Fontanelle. Procede la curatela fallimentare della storica azienda. Dopo la chiusura nel 2017 licenziati gli ultimi 36 addetti

FONTANELLE. I macchinari e gli impianti dell'ex Oleificio Medio Piave sono stati messi all'asta sul portale online di aste fallimentari Industrial Discount alla cifra di 898mila euro.

Sono ormai due anni e mezzo che quello che fu uno dei più grandi oleifici d'Italia, fondato nel 1938 e installatosi a Colfrancui nel 1978, è chiuso: nel giugno 2017 furono licenziati i 36 operai che lavoravano nello stabilimento che sorge fra Fontanelle e Oderzo.


Il fallimento della ditta era stato dichiarato nel luglio 2015, quando il tribunale accertò gli 80 milioni di euro di debiti accumulati. Il titolare aveva stipulato un contratto d'affitto d'azienda che sarebbe scaduto nel maggio 2017, ma a quella data non si riuscì a vendere l'area ad un altro investitore.

Ecco cosa resta dell'oleificio Media Piave di Fontanelle: tutto va all'asta



«Con questa mossa mettiamo all'asta i beni mobili contenuti nello stabile, come macchinari e impianti» spiega il curatore fallimentare, Barbara Vettor. «Non abbiamo ancora deciso di mettere all'asta l'area su cui sorgeva la fabbrica: sono in corso alcune riflessioni sul futuro».

Sarà difficile che nell'area riapra un altro oleificio. La posizione dello stabile è giudicata poco conveniente per un'impresa di quel tipo: troppo vicina alle case della parte opitergina di Colfrancui e alla villa seicentesca della famiglia veneziana Galvagna Giol nella parte fontanellese. Senza parlare dei problemi di viabilità. Le decine di camion che negli anni d'oro servivano la fabbrica transitavano solo nel territorio di Fontanelle, lungo via Santa Maria del Palù e via Calstorta. A frenare gli investitori c'è poi un altro aspetto, tutt'altro che irrilevante: la bonifica dell'area. L'oleificio produceva oli e farine zootecniche, alimentari e combustibili, una produzione che richiede una bonifica dell'area.

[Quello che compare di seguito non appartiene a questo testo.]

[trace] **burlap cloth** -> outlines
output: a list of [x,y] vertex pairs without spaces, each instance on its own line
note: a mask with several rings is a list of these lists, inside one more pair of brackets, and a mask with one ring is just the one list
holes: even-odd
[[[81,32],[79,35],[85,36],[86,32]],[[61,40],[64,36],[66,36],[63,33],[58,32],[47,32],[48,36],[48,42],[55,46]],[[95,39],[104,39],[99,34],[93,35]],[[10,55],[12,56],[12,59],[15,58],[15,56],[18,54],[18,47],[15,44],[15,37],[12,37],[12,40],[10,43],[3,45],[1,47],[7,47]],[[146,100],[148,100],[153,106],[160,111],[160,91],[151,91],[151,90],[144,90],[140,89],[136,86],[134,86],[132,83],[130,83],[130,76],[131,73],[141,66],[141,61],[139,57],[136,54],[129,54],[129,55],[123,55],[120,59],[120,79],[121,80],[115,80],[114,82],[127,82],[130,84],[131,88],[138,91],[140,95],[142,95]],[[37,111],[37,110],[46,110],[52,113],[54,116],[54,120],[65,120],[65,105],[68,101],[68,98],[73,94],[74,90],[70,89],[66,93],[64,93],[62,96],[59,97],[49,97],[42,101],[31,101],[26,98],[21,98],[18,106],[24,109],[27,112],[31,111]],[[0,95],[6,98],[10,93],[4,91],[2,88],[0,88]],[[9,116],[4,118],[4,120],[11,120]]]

Ma oltre a quella relativa alla vecchia produzione, in 30 mesi di chiusura altre questioni si sono aggiunte. Non sono pochi gli animali ad aver scambiato i capannoni abbandonati per la loro nuova tana: colombi e piccioni hanno nidificato, tanto che mettendo il piede dentro le strutture che furono dell'oleificio il visitatore deve schivare ad ogni passo il guano. «La nostra speranza è che qualcuno possa riqualificare o trasformare l'impianto. Difficile che lì si possa far ripartire un nuovo oleificio: sarebbe una cattedrale nel deserto» è la posizione del sindaco Ezio Dan. «Non possiamo abbattere una struttura privata, ma stiamo incontrando imprenditori interessati ad acquisire l'impianto».